Section 20: Containers — Overview
Section Purpose and Scope
This section provides a deep technical examination of container technology, covering the Linux kernel primitives that make containers possible, the layered software stack from OCI specification through high-level runtimes, and the security model that governs isolation. Containers are not a new OS feature — they are a compositional use of several independent kernel mechanisms that together produce an isolated, portable execution environment. Understanding containers at this level is essential for anyone designing secure, high-performance container infrastructure.
Prerequisites
- Section 03: Kernel Fundamentals (system calls, kernel/user boundary)
- Section 04: Kernel Architecture (VFS, network stack overview)
- Section 07: Process Management (fork, exec, process trees, /proc)
- Section 11: Memory Management (virtual memory, page tables)
- Section 13: Filesystems (VFS, mount namespaces, overlay filesystems)
- Section 15: Networking (network stack, interfaces, routing)
- Section 19: Virtualization (hypervisor contrast with containers)
Learning Objectives
By the end of this section you will be able to:
- Explain each Linux namespace type and what resource it isolates.
- Describe the cgroups v1 and v2 hierarchy and resource accounting model.
- Trace the lifecycle of a container from
docker runthrough runc to a running process tree. - Articulate the OCI Image Specification and Runtime Specification.
- Explain overlay filesystem construction and the role of layers.
- Analyze the container attack surface and enumerate the kernel mitigations.
- Compare rootless containers, gVisor, and Kata Containers as security posture tradeoffs.
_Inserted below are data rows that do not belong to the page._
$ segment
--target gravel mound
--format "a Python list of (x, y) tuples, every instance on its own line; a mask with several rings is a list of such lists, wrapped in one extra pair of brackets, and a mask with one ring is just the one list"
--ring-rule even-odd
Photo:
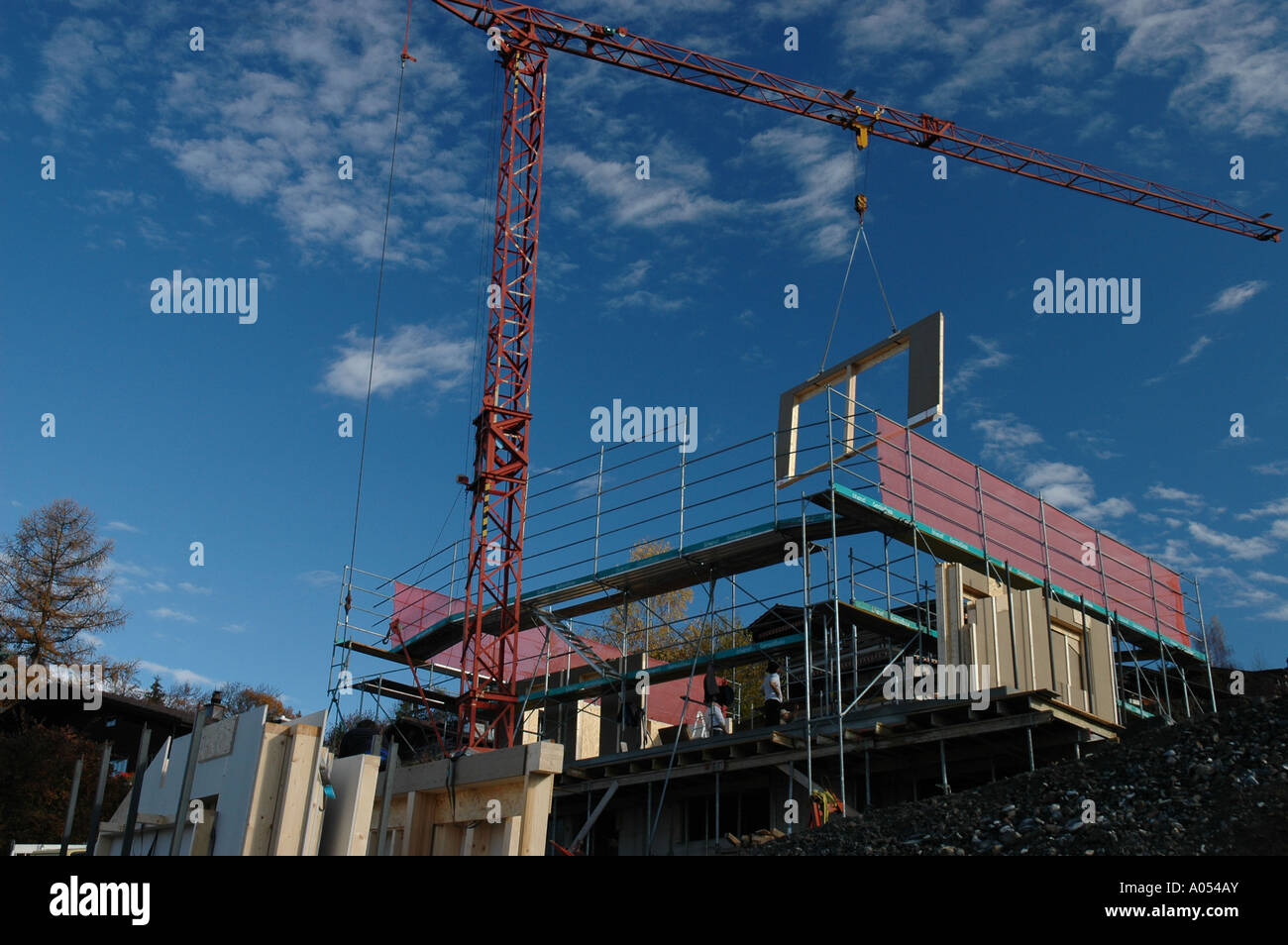
[[(1081, 761), (739, 851), (835, 855), (1288, 854), (1288, 695), (1139, 727)], [(1088, 803), (1090, 802), (1090, 803)]]

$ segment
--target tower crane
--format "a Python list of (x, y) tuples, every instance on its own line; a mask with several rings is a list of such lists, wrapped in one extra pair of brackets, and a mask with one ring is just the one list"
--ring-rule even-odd
[[(1260, 241), (1278, 242), (1283, 233), (1282, 227), (1266, 223), (1269, 214), (1251, 216), (1212, 197), (971, 131), (925, 112), (867, 102), (853, 89), (823, 89), (537, 6), (434, 3), (486, 33), (505, 72), (492, 248), (492, 285), (500, 287), (500, 305), (489, 306), (488, 314), (473, 478), (461, 476), (473, 501), (457, 708), (465, 748), (514, 744), (518, 730), (515, 676), (550, 53), (595, 59), (836, 125), (853, 133), (859, 148), (884, 138)], [(404, 45), (403, 59), (410, 58)], [(862, 201), (857, 206), (862, 210)], [(495, 622), (495, 632), (484, 630), (486, 621)]]

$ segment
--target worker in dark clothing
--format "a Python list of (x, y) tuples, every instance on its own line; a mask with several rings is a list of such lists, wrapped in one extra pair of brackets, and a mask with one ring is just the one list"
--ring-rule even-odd
[(725, 734), (724, 711), (720, 708), (720, 681), (716, 678), (715, 660), (707, 663), (707, 675), (702, 680), (702, 700), (707, 707), (707, 731), (711, 735)]

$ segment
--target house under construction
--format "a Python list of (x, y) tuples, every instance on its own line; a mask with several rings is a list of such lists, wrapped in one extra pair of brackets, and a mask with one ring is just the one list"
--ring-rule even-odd
[[(345, 574), (335, 704), (430, 709), (390, 729), (372, 852), (715, 852), (806, 829), (815, 802), (969, 788), (1211, 707), (1197, 582), (855, 399), (859, 372), (909, 350), (909, 417), (942, 416), (942, 345), (935, 313), (787, 391), (778, 431), (723, 449), (617, 443), (533, 474), (524, 747), (468, 760), (496, 756), (473, 796), (451, 760), (464, 542), (411, 577)], [(724, 733), (708, 664), (742, 680)], [(497, 784), (522, 832), (479, 829)]]

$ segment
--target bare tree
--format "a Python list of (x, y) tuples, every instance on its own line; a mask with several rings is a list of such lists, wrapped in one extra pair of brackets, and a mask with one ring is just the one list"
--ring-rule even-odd
[(85, 635), (129, 617), (111, 606), (111, 554), (94, 514), (70, 498), (24, 516), (0, 539), (0, 646), (28, 663), (88, 662), (94, 648)]
[(1234, 666), (1234, 649), (1225, 637), (1225, 627), (1221, 626), (1221, 618), (1216, 615), (1208, 621), (1208, 662), (1222, 669), (1229, 669)]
- Debug container networking using low-level tools (ip netns, veth pairs, iptables).
Architecture Overview
┌─────────────────────────────────────────────────────────────────┐
│ User Request │
│ docker run / kubectl │
└────────────────────────────┬────────────────────────────────────┘
│
┌────────────────────────────▼────────────────────────────────────┐
│ High-Level Container Runtime │
│ Docker Daemon / containerd / CRI-O │
│ - Image pull & verify (OCI Image Spec) │
│ - Snapshot management (overlayfs layers) │
│ - CRI gRPC interface (for Kubernetes) │
└────────────────────────────┬────────────────────────────────────┘
│ OCI Runtime Spec bundle
┌────────────────────────────▼────────────────────────────────────┐
│ Low-Level Container Runtime │
│ runc / crun / youki │
│ - Clone() with namespace flags │
│ - cgroup setup (memory, cpu, pids, io limits) │
│ - seccomp filter installation │
│ - capability dropping │
│ - pivot_root / chroot │
│ - exec container entrypoint │
└────────────────────────────┬────────────────────────────────────┘
│
┌────────────────────────────▼────────────────────────────────────┐
│ Linux Kernel │
│ ┌──────────┐ ┌──────────┐ ┌──────────┐ ┌──────────────────┐ │
│ │ PID NS │ │ NET NS │ │ MNT NS │ │ USER NS │ │
│ └──────────┘ └──────────┘ └──────────┘ └──────────────────┘ │
│ ┌──────────┐ ┌──────────┐ ┌──────────┐ ┌──────────────────┐ │
│ │ UTS NS │ │ IPC NS │ │ CGROUP NS│ │ TIME NS │ │
│ └──────────┘ └──────────┘ └──────────┘ └──────────────────┘ │
│ │
│ ┌─────────────────────────────────────────────────────────┐ │
│ │ cgroups v2 hierarchy │ │
│ │ /sys/fs/cgroup/<container-id>/ │ │
│ │ memory.max cpu.weight pids.max io.max │ │
│ └─────────────────────────────────────────────────────────┘ │
│ │
│ ┌─────────────────────────────────────────────────────────┐ │
│ │ seccomp BPF filter (syscall filter) │ │
│ └─────────────────────────────────────────────────────────┘ │
└─────────────────────────────────────────────────────────────────┘
Filesystem Layer Stack (overlayfs):
┌────────────────────────────────────────┐
│ Container RW layer (upperdir) │ ← writes go here
├────────────────────────────────────────┤
│ Image layer N (lowerdir N) │ read-only
├────────────────────────────────────────┤
│ Image layer 2 (lowerdir 2) │ read-only
├────────────────────────────────────────┤
│ Base layer (lowerdir 1) │ read-only
└────────────────────────────────────────┘
merged view presented to container
Key Concepts
- Linux Namespaces: Kernel mechanism providing isolated views of global system resources. Eight namespace types:
pid,net,mnt,uts,ipc,user,cgroup,time. Created viaclone(2),unshare(2),setns(2). - cgroups v1: Per-subsystem hierarchy mounted at
/sys/fs/cgroup/<subsystem>/. Subsystems are independent trees. Known for complexity and inconsistency between controllers. - cgroups v2: Unified hierarchy. Single tree at
/sys/fs/cgroup/. Introduces delegation model, PSI (pressure stall information), and proper resource distribution across nested groups. Dominant since kernel 5.x. - seccomp-BPF: Berkeley Packet Filter programs attached to the seccomp syscall filter interface. Filters are evaluated per syscall before dispatch. Default Docker profile blocks ~44 syscalls.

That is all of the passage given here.